Tier1 Operations Report 2009-11-11

RAL Tier1 Operations Report for 11th November 2009.

This is a review of issues since the last meeting on 4th November.

There is an ongoing issue with Batch Jobs ending up on 'wrong' node. On Thursday (5th November) the batch (PBS) server was restarted to try and fix the problem. The problem appears to be load related - it seems to occur only when the batch system is fully loaded. The PBS Server restart itself was problematic. Some weeks ago a 64-bit version of the server had been prepared for use. However, it turned out that the server had not been restarted to pick up the 64-bit version. We were still running using the 32-bit version. In order to restart the server it was necessary to gather the appropriate files together for the 32-bit version. (The transition between 32 and 64 bit versions of the server is not straightforward as the format of the files containing the state information changes between the two cases).

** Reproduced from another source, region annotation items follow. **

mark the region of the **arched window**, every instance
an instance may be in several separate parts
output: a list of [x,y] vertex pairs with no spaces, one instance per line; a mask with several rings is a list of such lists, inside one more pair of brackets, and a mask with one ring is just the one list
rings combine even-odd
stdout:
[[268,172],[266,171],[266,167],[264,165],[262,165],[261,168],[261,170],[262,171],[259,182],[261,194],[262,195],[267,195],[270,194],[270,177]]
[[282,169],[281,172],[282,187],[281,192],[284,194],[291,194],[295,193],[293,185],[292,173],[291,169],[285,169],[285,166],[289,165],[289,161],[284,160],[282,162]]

The main ongoing issue is the investigations into the cause of the problems with the databases behind the Castor service. Work continues around improving the resilience and recovery options for the current temporary arrangement. In parallel work has been going on to identify the fault, but this has still not concluded. Two of the (problematic) disk arrays are being set-up in the 'LPD' room in R89 and certification tests run on them. This is with a view to getting services back onto these systems if/when confidence is regained. A spare disk array has been set-up, and is being checked out, to act as a spare in case we suffer a failure of one the arrays temporarily hosting the databases.

There have been problems with the tape system during this last week. Tim worked with the hardware engineer to resolve this. It was caused by garbage being written to the end of some tapes. This led to problems when trying to use those tapes. The solution was to mark the particular tapes (around 150 of them) as read-only. The fault has now been traced to one tape drive. The data on the tapes has been checked that it can still be read, there is no data loss that we are aware of. The problem appeared as a migration to tape problem within Castor.

On Tuesday 10th November there was a problem with migration to tape for CMS that was fixed by a restart of the Castor 'mighunter' process on that instance.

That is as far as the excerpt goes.